Poco a poco, las diferentes sociedades del continente han ido trazando recorridos, itinerarios, destinos…
Desde la ruta de la seda, de las especias, hasta el Grand Tour, pongamos por caso.
Durante milenios, la vieja Europa ha ido urbanizándose, fijando vías de comunicación que servían para delimitar los territorios, las soberanías, las formas de vida.
Con la caballería, con el ferrocarril, etcétera, los europeos han atravesado espacios abiertos y acotados, en paz o en guerras devastadoras.
Gante, en Flandes, en la actual Bélgica flamenca, es una ciudad martirizada por distintos choques bélicos.
Allí en 1500 nació el emperador Carlos V, pues la ciudad pertenecía a la corona española.
A lo largo de los siglos distintas soberanías redefinieron la índole y pertenencia de sus habitantes.
Así Gante será parte de los Países Bajos Austriacos, parte del Reino Unido de los Países Bajos y finalmente, desde la revolución de 1830, parte de Bélgica.
Cuando estuve en 2016 realizando una visita turística, los folletos y prospectos me señalaban toda la edificación histórica y monumentos merecedores de aprecio.
Por supuesto realicé numerosas fotografías.

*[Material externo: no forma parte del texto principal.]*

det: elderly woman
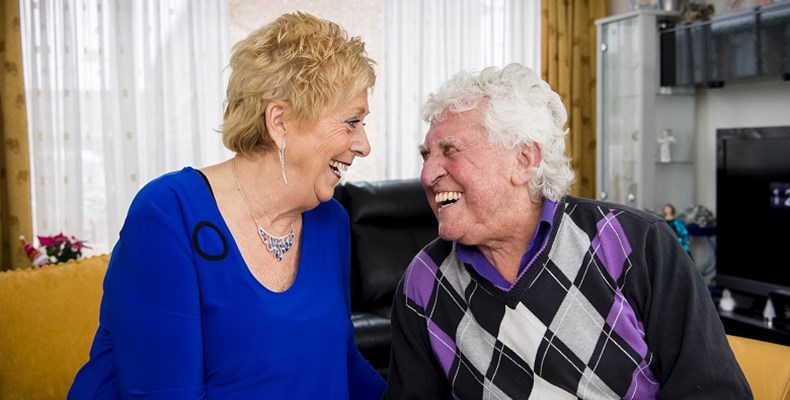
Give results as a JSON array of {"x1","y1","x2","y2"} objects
[
  {"x1": 387, "y1": 63, "x2": 750, "y2": 399},
  {"x1": 68, "y1": 12, "x2": 385, "y2": 399}
]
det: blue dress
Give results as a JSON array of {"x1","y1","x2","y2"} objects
[{"x1": 68, "y1": 167, "x2": 385, "y2": 399}]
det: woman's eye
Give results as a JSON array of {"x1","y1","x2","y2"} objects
[{"x1": 345, "y1": 118, "x2": 365, "y2": 129}]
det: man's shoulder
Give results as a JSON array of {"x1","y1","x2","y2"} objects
[
  {"x1": 559, "y1": 195, "x2": 663, "y2": 225},
  {"x1": 400, "y1": 238, "x2": 453, "y2": 290}
]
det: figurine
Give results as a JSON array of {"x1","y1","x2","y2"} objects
[
  {"x1": 657, "y1": 129, "x2": 676, "y2": 163},
  {"x1": 663, "y1": 203, "x2": 691, "y2": 255},
  {"x1": 680, "y1": 2, "x2": 715, "y2": 24},
  {"x1": 19, "y1": 235, "x2": 51, "y2": 267}
]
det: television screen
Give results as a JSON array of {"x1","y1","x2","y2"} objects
[{"x1": 716, "y1": 126, "x2": 790, "y2": 298}]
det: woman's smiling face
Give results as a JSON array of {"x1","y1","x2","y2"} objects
[{"x1": 288, "y1": 90, "x2": 371, "y2": 205}]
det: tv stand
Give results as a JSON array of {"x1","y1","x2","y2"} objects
[
  {"x1": 712, "y1": 286, "x2": 790, "y2": 346},
  {"x1": 717, "y1": 309, "x2": 790, "y2": 347}
]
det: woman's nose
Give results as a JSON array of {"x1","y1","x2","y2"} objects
[{"x1": 350, "y1": 127, "x2": 371, "y2": 157}]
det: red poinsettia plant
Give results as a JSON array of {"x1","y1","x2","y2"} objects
[{"x1": 37, "y1": 233, "x2": 91, "y2": 263}]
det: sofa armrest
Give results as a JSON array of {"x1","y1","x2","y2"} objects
[
  {"x1": 727, "y1": 334, "x2": 790, "y2": 400},
  {"x1": 0, "y1": 254, "x2": 109, "y2": 400}
]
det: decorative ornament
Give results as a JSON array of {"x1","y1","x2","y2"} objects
[
  {"x1": 232, "y1": 158, "x2": 295, "y2": 262},
  {"x1": 19, "y1": 235, "x2": 52, "y2": 267},
  {"x1": 279, "y1": 140, "x2": 288, "y2": 184}
]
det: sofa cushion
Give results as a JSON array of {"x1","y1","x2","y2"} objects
[
  {"x1": 351, "y1": 311, "x2": 392, "y2": 375},
  {"x1": 0, "y1": 254, "x2": 109, "y2": 400}
]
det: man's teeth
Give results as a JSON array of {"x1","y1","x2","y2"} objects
[
  {"x1": 329, "y1": 160, "x2": 349, "y2": 172},
  {"x1": 435, "y1": 191, "x2": 463, "y2": 208}
]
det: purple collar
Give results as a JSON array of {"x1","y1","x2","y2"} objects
[{"x1": 456, "y1": 199, "x2": 557, "y2": 290}]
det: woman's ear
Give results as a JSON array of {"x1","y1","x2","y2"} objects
[
  {"x1": 512, "y1": 143, "x2": 542, "y2": 186},
  {"x1": 264, "y1": 101, "x2": 288, "y2": 146}
]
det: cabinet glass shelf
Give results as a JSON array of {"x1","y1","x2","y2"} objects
[{"x1": 596, "y1": 10, "x2": 697, "y2": 213}]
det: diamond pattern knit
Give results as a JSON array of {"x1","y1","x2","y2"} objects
[{"x1": 388, "y1": 196, "x2": 751, "y2": 399}]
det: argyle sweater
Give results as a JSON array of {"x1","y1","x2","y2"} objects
[{"x1": 388, "y1": 196, "x2": 751, "y2": 399}]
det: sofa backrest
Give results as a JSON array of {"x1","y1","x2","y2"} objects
[{"x1": 334, "y1": 179, "x2": 438, "y2": 314}]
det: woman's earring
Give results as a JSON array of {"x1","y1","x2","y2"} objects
[{"x1": 279, "y1": 140, "x2": 288, "y2": 184}]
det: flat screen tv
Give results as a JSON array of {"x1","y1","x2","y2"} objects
[{"x1": 715, "y1": 126, "x2": 790, "y2": 306}]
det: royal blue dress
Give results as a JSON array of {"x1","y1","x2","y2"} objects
[{"x1": 68, "y1": 167, "x2": 385, "y2": 399}]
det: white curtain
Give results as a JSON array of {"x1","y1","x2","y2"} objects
[
  {"x1": 18, "y1": 0, "x2": 537, "y2": 254},
  {"x1": 19, "y1": 0, "x2": 231, "y2": 255},
  {"x1": 382, "y1": 0, "x2": 541, "y2": 179}
]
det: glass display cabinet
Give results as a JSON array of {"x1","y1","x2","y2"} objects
[{"x1": 595, "y1": 9, "x2": 696, "y2": 213}]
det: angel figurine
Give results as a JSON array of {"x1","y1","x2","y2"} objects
[{"x1": 657, "y1": 129, "x2": 676, "y2": 163}]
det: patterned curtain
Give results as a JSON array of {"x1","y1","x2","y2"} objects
[
  {"x1": 541, "y1": 0, "x2": 609, "y2": 198},
  {"x1": 19, "y1": 1, "x2": 230, "y2": 256},
  {"x1": 0, "y1": 0, "x2": 32, "y2": 271}
]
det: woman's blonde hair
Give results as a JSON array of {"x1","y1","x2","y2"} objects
[{"x1": 221, "y1": 12, "x2": 376, "y2": 155}]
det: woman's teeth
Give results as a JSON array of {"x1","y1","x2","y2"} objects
[{"x1": 329, "y1": 160, "x2": 349, "y2": 176}]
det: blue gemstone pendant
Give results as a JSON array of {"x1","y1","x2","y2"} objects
[{"x1": 257, "y1": 224, "x2": 295, "y2": 262}]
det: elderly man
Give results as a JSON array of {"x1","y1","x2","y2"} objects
[{"x1": 387, "y1": 63, "x2": 750, "y2": 399}]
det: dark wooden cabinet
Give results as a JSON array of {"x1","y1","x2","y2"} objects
[
  {"x1": 761, "y1": 2, "x2": 790, "y2": 80},
  {"x1": 660, "y1": 2, "x2": 790, "y2": 87}
]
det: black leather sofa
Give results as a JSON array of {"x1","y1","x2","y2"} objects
[{"x1": 333, "y1": 178, "x2": 438, "y2": 378}]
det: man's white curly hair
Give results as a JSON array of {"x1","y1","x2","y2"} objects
[{"x1": 422, "y1": 63, "x2": 575, "y2": 202}]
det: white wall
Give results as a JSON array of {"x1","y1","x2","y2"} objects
[{"x1": 695, "y1": 79, "x2": 790, "y2": 213}]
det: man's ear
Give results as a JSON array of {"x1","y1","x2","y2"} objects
[
  {"x1": 512, "y1": 143, "x2": 542, "y2": 186},
  {"x1": 264, "y1": 101, "x2": 288, "y2": 146}
]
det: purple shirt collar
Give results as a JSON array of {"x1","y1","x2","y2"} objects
[{"x1": 456, "y1": 199, "x2": 557, "y2": 290}]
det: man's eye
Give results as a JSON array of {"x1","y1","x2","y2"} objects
[
  {"x1": 442, "y1": 146, "x2": 457, "y2": 156},
  {"x1": 420, "y1": 150, "x2": 429, "y2": 161},
  {"x1": 345, "y1": 118, "x2": 365, "y2": 129}
]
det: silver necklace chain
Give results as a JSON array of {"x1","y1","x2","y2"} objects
[{"x1": 231, "y1": 158, "x2": 295, "y2": 262}]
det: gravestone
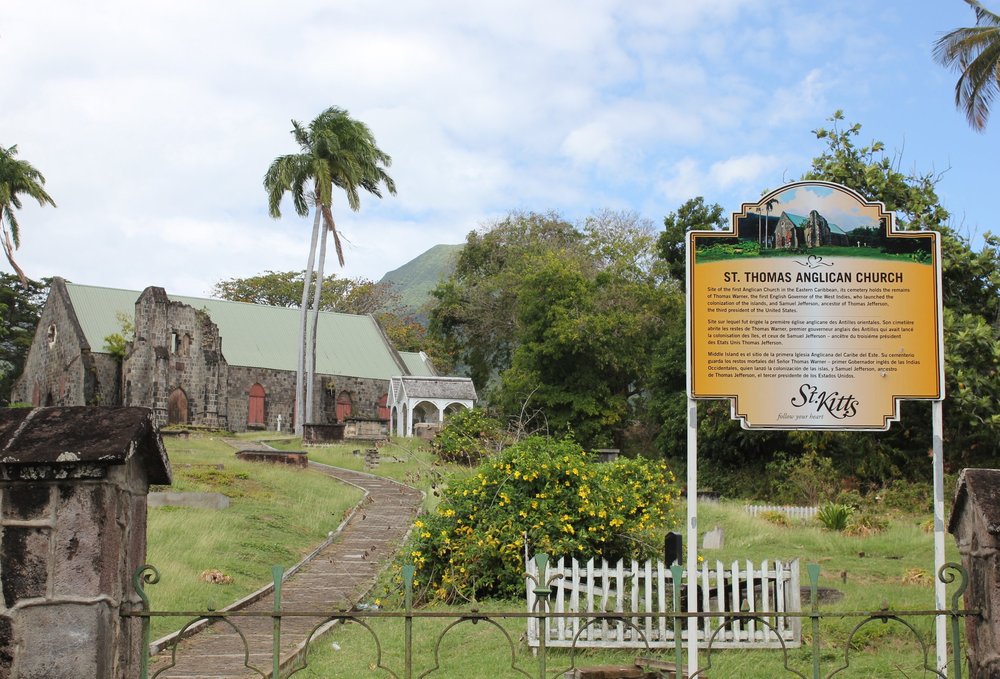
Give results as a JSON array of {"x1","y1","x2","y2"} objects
[
  {"x1": 0, "y1": 406, "x2": 170, "y2": 679},
  {"x1": 702, "y1": 526, "x2": 725, "y2": 550}
]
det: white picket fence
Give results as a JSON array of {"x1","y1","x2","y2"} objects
[
  {"x1": 525, "y1": 556, "x2": 801, "y2": 650},
  {"x1": 745, "y1": 504, "x2": 818, "y2": 520}
]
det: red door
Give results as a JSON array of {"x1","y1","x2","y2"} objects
[
  {"x1": 336, "y1": 391, "x2": 353, "y2": 422},
  {"x1": 377, "y1": 393, "x2": 390, "y2": 420},
  {"x1": 248, "y1": 383, "x2": 266, "y2": 427}
]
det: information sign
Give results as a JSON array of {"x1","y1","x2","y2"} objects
[{"x1": 687, "y1": 181, "x2": 943, "y2": 430}]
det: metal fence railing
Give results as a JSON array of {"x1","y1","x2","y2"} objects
[{"x1": 124, "y1": 555, "x2": 978, "y2": 679}]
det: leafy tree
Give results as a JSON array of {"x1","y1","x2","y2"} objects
[
  {"x1": 265, "y1": 107, "x2": 395, "y2": 432},
  {"x1": 0, "y1": 274, "x2": 47, "y2": 404},
  {"x1": 429, "y1": 210, "x2": 668, "y2": 449},
  {"x1": 656, "y1": 197, "x2": 726, "y2": 283},
  {"x1": 429, "y1": 211, "x2": 583, "y2": 387},
  {"x1": 1, "y1": 145, "x2": 56, "y2": 285},
  {"x1": 102, "y1": 311, "x2": 135, "y2": 359},
  {"x1": 934, "y1": 0, "x2": 1000, "y2": 131},
  {"x1": 211, "y1": 270, "x2": 400, "y2": 314}
]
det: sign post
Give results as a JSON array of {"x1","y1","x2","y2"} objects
[{"x1": 685, "y1": 181, "x2": 945, "y2": 672}]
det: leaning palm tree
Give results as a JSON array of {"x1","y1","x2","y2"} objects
[
  {"x1": 0, "y1": 145, "x2": 56, "y2": 286},
  {"x1": 934, "y1": 0, "x2": 1000, "y2": 132},
  {"x1": 265, "y1": 107, "x2": 396, "y2": 434},
  {"x1": 764, "y1": 197, "x2": 778, "y2": 249}
]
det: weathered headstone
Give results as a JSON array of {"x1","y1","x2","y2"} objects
[{"x1": 702, "y1": 526, "x2": 725, "y2": 550}]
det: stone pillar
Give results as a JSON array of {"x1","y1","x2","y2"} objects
[
  {"x1": 948, "y1": 468, "x2": 1000, "y2": 679},
  {"x1": 0, "y1": 406, "x2": 170, "y2": 679}
]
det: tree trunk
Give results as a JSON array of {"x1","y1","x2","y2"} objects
[
  {"x1": 306, "y1": 221, "x2": 330, "y2": 425},
  {"x1": 296, "y1": 208, "x2": 322, "y2": 435}
]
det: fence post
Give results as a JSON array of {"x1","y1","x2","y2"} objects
[
  {"x1": 271, "y1": 565, "x2": 284, "y2": 679},
  {"x1": 404, "y1": 565, "x2": 415, "y2": 679},
  {"x1": 808, "y1": 564, "x2": 821, "y2": 679},
  {"x1": 531, "y1": 554, "x2": 551, "y2": 679},
  {"x1": 670, "y1": 564, "x2": 684, "y2": 673}
]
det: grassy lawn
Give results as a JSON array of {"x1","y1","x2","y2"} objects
[
  {"x1": 146, "y1": 437, "x2": 963, "y2": 676},
  {"x1": 296, "y1": 501, "x2": 963, "y2": 678},
  {"x1": 145, "y1": 433, "x2": 364, "y2": 639}
]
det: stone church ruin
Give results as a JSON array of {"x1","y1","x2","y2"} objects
[{"x1": 11, "y1": 279, "x2": 443, "y2": 432}]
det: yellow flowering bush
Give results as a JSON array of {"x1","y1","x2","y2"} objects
[{"x1": 407, "y1": 436, "x2": 678, "y2": 601}]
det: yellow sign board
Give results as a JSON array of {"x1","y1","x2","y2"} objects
[{"x1": 687, "y1": 181, "x2": 944, "y2": 430}]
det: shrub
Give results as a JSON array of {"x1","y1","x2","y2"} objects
[
  {"x1": 873, "y1": 479, "x2": 931, "y2": 514},
  {"x1": 430, "y1": 408, "x2": 506, "y2": 465},
  {"x1": 759, "y1": 510, "x2": 791, "y2": 527},
  {"x1": 405, "y1": 436, "x2": 679, "y2": 602},
  {"x1": 817, "y1": 503, "x2": 853, "y2": 531},
  {"x1": 766, "y1": 451, "x2": 840, "y2": 506},
  {"x1": 845, "y1": 509, "x2": 888, "y2": 536}
]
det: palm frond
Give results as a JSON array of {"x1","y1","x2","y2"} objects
[{"x1": 933, "y1": 0, "x2": 1000, "y2": 130}]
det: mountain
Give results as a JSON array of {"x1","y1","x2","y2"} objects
[{"x1": 380, "y1": 243, "x2": 463, "y2": 317}]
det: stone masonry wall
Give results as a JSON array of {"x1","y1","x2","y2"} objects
[
  {"x1": 10, "y1": 280, "x2": 98, "y2": 407},
  {"x1": 226, "y1": 365, "x2": 297, "y2": 432},
  {"x1": 320, "y1": 375, "x2": 390, "y2": 424},
  {"x1": 0, "y1": 462, "x2": 150, "y2": 678},
  {"x1": 124, "y1": 288, "x2": 229, "y2": 429},
  {"x1": 225, "y1": 368, "x2": 390, "y2": 432}
]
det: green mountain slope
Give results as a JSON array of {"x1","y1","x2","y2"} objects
[{"x1": 380, "y1": 243, "x2": 463, "y2": 316}]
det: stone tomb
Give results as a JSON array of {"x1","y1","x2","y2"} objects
[{"x1": 0, "y1": 406, "x2": 170, "y2": 679}]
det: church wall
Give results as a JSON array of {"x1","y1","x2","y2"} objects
[
  {"x1": 226, "y1": 365, "x2": 296, "y2": 432},
  {"x1": 123, "y1": 288, "x2": 229, "y2": 430},
  {"x1": 11, "y1": 279, "x2": 94, "y2": 406}
]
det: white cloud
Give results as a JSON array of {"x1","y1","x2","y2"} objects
[{"x1": 0, "y1": 0, "x2": 991, "y2": 296}]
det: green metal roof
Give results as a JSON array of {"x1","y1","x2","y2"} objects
[
  {"x1": 62, "y1": 282, "x2": 434, "y2": 380},
  {"x1": 400, "y1": 351, "x2": 436, "y2": 376}
]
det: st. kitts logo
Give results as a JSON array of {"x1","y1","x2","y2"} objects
[{"x1": 790, "y1": 384, "x2": 859, "y2": 419}]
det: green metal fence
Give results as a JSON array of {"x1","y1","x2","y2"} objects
[{"x1": 126, "y1": 556, "x2": 977, "y2": 679}]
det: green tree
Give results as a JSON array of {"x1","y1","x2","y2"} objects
[
  {"x1": 934, "y1": 0, "x2": 1000, "y2": 131},
  {"x1": 429, "y1": 211, "x2": 583, "y2": 387},
  {"x1": 656, "y1": 197, "x2": 726, "y2": 283},
  {"x1": 1, "y1": 145, "x2": 56, "y2": 285},
  {"x1": 430, "y1": 210, "x2": 667, "y2": 450},
  {"x1": 0, "y1": 274, "x2": 47, "y2": 404},
  {"x1": 211, "y1": 270, "x2": 400, "y2": 314},
  {"x1": 264, "y1": 108, "x2": 395, "y2": 433}
]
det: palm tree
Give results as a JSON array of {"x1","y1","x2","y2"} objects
[
  {"x1": 764, "y1": 197, "x2": 778, "y2": 248},
  {"x1": 265, "y1": 107, "x2": 396, "y2": 434},
  {"x1": 934, "y1": 0, "x2": 1000, "y2": 132},
  {"x1": 1, "y1": 145, "x2": 56, "y2": 286}
]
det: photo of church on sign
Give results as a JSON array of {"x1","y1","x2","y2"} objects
[{"x1": 694, "y1": 182, "x2": 932, "y2": 263}]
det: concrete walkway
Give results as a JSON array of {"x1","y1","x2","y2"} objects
[{"x1": 148, "y1": 450, "x2": 422, "y2": 678}]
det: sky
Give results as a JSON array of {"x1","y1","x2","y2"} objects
[{"x1": 1, "y1": 0, "x2": 997, "y2": 298}]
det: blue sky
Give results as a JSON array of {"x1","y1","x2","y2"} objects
[{"x1": 1, "y1": 0, "x2": 996, "y2": 297}]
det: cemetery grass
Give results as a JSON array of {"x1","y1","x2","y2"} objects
[
  {"x1": 145, "y1": 434, "x2": 363, "y2": 640},
  {"x1": 297, "y1": 500, "x2": 964, "y2": 678},
  {"x1": 145, "y1": 438, "x2": 963, "y2": 676}
]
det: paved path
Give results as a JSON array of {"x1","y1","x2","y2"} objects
[{"x1": 148, "y1": 451, "x2": 422, "y2": 678}]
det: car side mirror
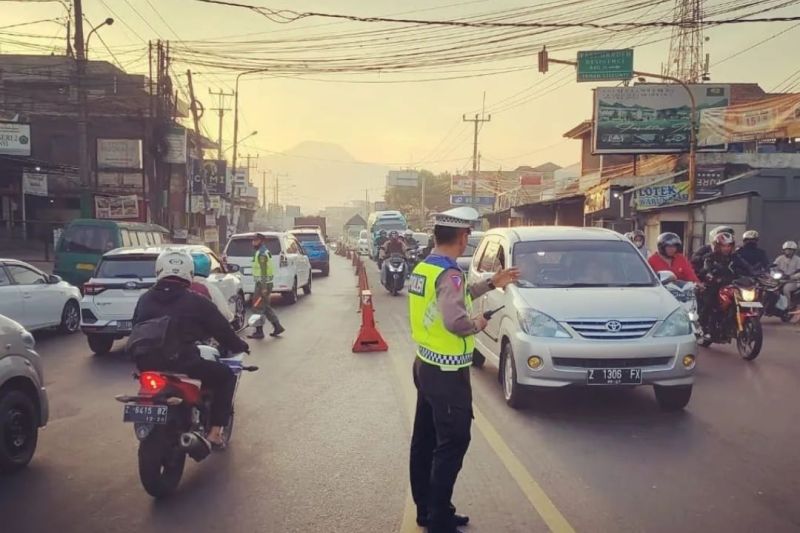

De todos parajes el que más me impresionó fue este que ahora reproduzco.

No es un edificio que acumule siglos, no es un monumento a las glorias del pasado.
Es un parking, un parking de bicicletas. Es tal el abigarramiento, que parece un lienzo en el que apenas se perfila una mancha de color.
Sin duda pueden intentarse numerosas interpretaciones de esta fotografía.
Para mí es el progreso y el proceso de la civilización, por decirlo con Norbert Elias.
Pero también hay en ella algo siniestro, opresivo. Y hay algo gregario que a los mediterráneos nos asfixia.
Desde entonces, desde el 16 de octubre de 2016, cavilo sobre ello.